Uma dieta rica em gordura e limitada em proteína pode explicar o enigma dos baixos níveis de δ66Zn no Neandertal de Gabasa


No cenário das investigações sobre a dieta dos Neandertais, um estudo recente chamou atenção ao revelar um aparente paradoxo. A análise de isótopos de zinco (δ66Zn) no esmalte dentário de um Neandertal encontrado na Cueva de los Moros 1, em Gabasa, Espanha, apontou para um padrão que sugeria um consumo predominantemente carnívoro, corroborando evidências anteriores baseadas em isótopos de nitrogênio. No entanto, o nível extraordinariamente baixo de δ66Zn detectado surpreendeu os pesquisadores, pois destoava dos valores observados em outros carnívoros contemporâneos daquele sítio.

Diante desse quadro, Miki Ben-Dor e Ran Barkai, da Universidade de Tel Aviv, ofereceram uma nova perspectiva em um comentário publicado no periódico Proceedings of the National Academy of Sciences (PNAS). Eles ressaltaram que um fator crucial parecia ter sido negligenciado na discussão original: a ingestão de gordura animal.

Os autores propuseram que a dieta do Neandertal de Gabasa poderia ter sido composta por um consumo elevado de gordura animal, que contém quantidades desprezíveis de zinco, associada a um consumo moderado de proteínas animais, limitado pela capacidade metabólica humana de processar proteínas. Ao contrário de carnívoros não-humanos, que podem tolerar dietas com teores muito altos de proteína, os seres humanos possuem restrições fisiológicas que limitam a ingestão proteica a cerca de 35-40% do valor calórico total da dieta. Assim, para atender suas necessidades energéticas, os Neandertais teriam que compensar a diferença com fontes de energia isentas de proteína, como a gordura animal.

Essa hipótese é consistente com uma série de evidências arqueológicas que apontam para o comportamento predatório dos Neandertais, o qual incluía estratégias para acessar partes de animais particularmente ricas em gordura, como a medula óssea e a gordura armazenada nos ossos.

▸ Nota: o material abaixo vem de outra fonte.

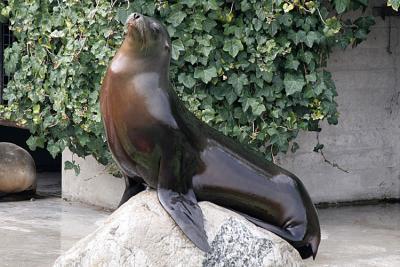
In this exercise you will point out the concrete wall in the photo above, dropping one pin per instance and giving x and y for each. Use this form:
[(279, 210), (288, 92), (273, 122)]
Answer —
[(93, 185), (366, 142)]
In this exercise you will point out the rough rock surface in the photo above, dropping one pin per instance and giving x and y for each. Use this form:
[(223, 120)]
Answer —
[(141, 233), (17, 169)]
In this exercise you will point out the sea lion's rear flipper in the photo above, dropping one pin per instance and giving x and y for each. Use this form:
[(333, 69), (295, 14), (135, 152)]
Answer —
[(294, 236), (133, 186), (186, 212)]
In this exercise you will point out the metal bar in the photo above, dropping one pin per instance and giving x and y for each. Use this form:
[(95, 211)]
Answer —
[(11, 124)]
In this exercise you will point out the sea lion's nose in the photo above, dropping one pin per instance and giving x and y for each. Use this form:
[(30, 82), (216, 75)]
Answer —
[(135, 16)]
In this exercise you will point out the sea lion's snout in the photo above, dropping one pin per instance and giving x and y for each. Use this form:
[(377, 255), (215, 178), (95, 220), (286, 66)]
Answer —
[(132, 18)]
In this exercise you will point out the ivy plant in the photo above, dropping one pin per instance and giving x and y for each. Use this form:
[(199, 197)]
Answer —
[(254, 70)]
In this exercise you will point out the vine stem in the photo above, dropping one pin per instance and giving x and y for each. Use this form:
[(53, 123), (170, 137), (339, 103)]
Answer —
[(332, 163)]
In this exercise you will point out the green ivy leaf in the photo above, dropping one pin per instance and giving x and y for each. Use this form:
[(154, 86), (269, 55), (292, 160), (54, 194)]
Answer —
[(238, 81), (341, 5), (233, 47), (176, 18), (311, 38), (186, 80), (293, 83), (177, 46), (206, 74)]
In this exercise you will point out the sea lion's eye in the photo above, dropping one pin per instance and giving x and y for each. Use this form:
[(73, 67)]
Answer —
[(155, 28)]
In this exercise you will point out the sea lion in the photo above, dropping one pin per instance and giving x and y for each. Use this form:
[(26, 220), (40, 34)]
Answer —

Ben-Dor e Barkai destacaram que esse padrão de consumo seria suficiente para explicar os níveis anômalos de δ66Zn detectados: ao limitar a quantidade de carne magra ingerida e priorizar fontes energéticas livres de zinco, o sinal isotópico observado no dente do Neandertal se tornaria compreensível.

Outro ponto importante levantado pelos autores é que, embora estudos isotópicos frequentemente considerem a contribuição de plantas na dieta humana pré-histórica como uma possibilidade que não deixa sinais significativos devido ao baixo teor proteico vegetal, muitas vezes não levam em conta que a gordura animal representa outra alternativa energética importante, igualmente sem impacto direto no sinal isotópico de nitrogênio ou zinco.

Ao propor essa interpretação, Ben-Dor e Barkai ampliaram o leque de ferramentas e hipóteses a serem usadas na reconstrução da dieta dos hominídeos do Pleistoceno. Eles sugeriram que as análises isotópicas futuras incorporem explicitamente o papel potencial da gordura animal, evitando interpretações que pressupõem uma equivalência entre a ausência de sinal isotópico e o consumo de plantas.

O caso do Neandertal de Gabasa ilustra como a combinação de dados isotópicos e considerações fisiológicas sobre o metabolismo humano permite uma reconstrução mais refinada dos padrões alimentares de nossos ancestrais. Esta discussão reforça a ideia de que o Homo neanderthalensis, assim como outras espécies do gênero Homo adaptadas a ambientes glaciares e temperados, desenvolveu um comportamento alimentar distinto, priorizando a obtenção e consumo de gordura animal para atender às altas demandas energéticas impostas pelo ambiente.

Essa abordagem não só resolve o chamado "enigma do baixo δ66Zn" no Neandertal de Gabasa, mas também sugere que características anatômicas e comportamentais observadas nesses hominídeos devem ser reinterpretadas à luz de uma dieta carnívora rica em gordura, adaptada às limitações fisiológicas humanas e aos desafios ecológicos da era glacial europeia.